La cantidad de años que llevo comprando cremas y aplicándome todo tipo de productos farmacéuticos para engañar al tiempo que me cerca como sonido de guerra, y ahora resulta que con unas sanguijuelas, sabiamente aplicadas en la piel, recuperamos la juventud perdida. Así lo ha confesado una de esas hembras pingües de la pantalla que ha decidido tirar por la ventana las pócimas y despedir a su médico, quedándose a solas con sus sanguijuelas: «Al primer mordisco me dan ganas de gritar, pero, una vez que me relajo, noto cómo comienzan a beber mi sangre y ya me encuentro libre de toxinas».
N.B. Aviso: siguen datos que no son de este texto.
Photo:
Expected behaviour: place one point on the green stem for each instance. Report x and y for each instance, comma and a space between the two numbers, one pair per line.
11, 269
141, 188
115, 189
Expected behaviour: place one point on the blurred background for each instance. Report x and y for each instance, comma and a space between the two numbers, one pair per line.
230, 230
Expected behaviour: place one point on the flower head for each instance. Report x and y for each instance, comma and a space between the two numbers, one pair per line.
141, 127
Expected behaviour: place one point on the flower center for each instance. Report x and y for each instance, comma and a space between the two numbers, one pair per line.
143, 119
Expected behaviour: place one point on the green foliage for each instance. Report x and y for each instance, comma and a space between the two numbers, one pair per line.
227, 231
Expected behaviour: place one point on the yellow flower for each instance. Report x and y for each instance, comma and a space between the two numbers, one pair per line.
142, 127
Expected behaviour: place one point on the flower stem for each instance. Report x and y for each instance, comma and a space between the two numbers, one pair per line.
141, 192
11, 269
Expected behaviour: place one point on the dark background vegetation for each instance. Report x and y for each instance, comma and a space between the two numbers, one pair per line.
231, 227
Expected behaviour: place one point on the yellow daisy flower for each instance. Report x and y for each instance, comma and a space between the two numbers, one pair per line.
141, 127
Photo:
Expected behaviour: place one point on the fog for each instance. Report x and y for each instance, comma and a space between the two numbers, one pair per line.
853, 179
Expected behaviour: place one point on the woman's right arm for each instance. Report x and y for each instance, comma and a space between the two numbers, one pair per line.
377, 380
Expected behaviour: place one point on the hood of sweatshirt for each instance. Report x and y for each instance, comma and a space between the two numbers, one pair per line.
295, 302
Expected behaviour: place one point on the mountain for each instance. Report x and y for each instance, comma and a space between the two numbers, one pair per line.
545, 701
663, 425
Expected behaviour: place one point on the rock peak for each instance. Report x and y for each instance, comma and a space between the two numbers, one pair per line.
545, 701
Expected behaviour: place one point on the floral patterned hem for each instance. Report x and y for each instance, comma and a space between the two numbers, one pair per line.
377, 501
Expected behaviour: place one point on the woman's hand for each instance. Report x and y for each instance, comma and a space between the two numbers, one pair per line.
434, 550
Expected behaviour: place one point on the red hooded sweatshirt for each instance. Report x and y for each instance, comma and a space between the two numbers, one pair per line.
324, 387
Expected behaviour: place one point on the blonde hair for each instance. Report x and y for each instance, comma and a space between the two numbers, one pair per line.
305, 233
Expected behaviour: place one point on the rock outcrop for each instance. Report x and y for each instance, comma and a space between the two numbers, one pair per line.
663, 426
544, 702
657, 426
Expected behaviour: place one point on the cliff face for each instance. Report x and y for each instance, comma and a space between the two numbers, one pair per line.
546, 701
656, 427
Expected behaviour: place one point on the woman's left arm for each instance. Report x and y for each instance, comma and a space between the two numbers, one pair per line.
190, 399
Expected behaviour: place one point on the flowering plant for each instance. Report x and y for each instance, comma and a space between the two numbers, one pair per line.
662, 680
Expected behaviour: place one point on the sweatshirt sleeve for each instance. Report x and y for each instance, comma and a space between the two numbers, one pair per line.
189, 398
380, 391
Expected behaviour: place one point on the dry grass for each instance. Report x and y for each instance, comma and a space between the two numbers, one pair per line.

Éste es su relato, escueto pero claro como la desnudez de un cuerpo, de donde se sigue que hacemos largos caminos para descubrir obviedades ya sabidas. Porque la terapia a base de sanguijuelas sale en todas las novelas del siglo XIX, desde Balzac a Tolstoi, pasando por Theodor Fontane. En ellas, en cuanto aparecía un personaje aquejado de una hepatitis o una nefritis -pongamos un patricio urbano o una señorita afilada, de esas con mirada de saeta-, venía el médico con su muestrario de sanguijuelas amaestradas y las aplicaba en la zona comprometida por la enfermedad. Para las afecciones testiculares, tan propias de aquellas épocas ahítas de moralina pero desparramada en anhelos, la ingle era el lugar apropiado.

Es decir, que después de grandes investigaciones cosméticas y dermatológicas, descubrimos el valor terapéutico de la sanguijuela como los cubanos tuvieron que irse a Sierra Maestra y hacer una revolución con muchas banderas y oír interminables discursos para que ahora se les permita entrar en un hotel o llamar por teléfono. Piensa uno -en nuestra poquedad- que nos podríamos haber ahorrado tantos aspavientos y tantos esfuerzos. Ser comedidos es un tributo aconsejable para no irritar a los dioses.

Porque la sanguijuela, que ahora se recupera, fue, además, un avance en relación con otras prácticas destinadas a mantener la salud o la belleza. En Viena se visita la casa que perteneció a una señora de la alta aristocracia -las aristocracias siempre son altas- que se bañaba en la sangre de las señoritas a las que mataba por el solo placer de aparecer más guapa en los bailes de la Corte, cosechando gran éxito, gracias precisamente a la sangradera previa. Hasta que una rival, incapaz de atraer hacia sí la atención de los machos en aquellos saraos con el emperador, la denunció a la Policía cubriéndola de epítetos como asesina y torturadora, cuando lo único que pretendía aquella señora era esquivar los escombros de los inviernos.

Y a finales del siglo XV y principios del XVI, en aquellas tierras centroeuropeas, nido de perversiones por el clima y el ahorro que el sol practica en ellas, una condesa a la que se conoce con el nombre de la Báthory también desangraba a las campesinas para darse un bañito de sangre, lo que devolvía el lustre a su piel marchita, asegurándole burbujas de esplendor. Ha pasado a la Historia como la «condesa de la sangre» y ha inspirado relatos escritos a sangre fría. Justo para evitar estos excesos, se inventó la sanguijuela, modosito anélido sin mayores pretensiones que ayudar al prójimo de forma incruenta y barata. Poder beneficiarnos de esta terapia y no hacernos mala sangre viendo cómo la disfrutan los ricos exige implantar factorías de sanguijuelas, como las hay de lubinas y de truchas.

Pero a la sanguijuela le espera otro destino histórico más sublime: ejercer en nuestra sociedad doliente el monopolio exclusivo de chuparnos la sangre. ¿Alguien se atreve a negar que, si tal ocurriera, estaríamos ante la revolución definitiva, el verdadero fin de la Historia?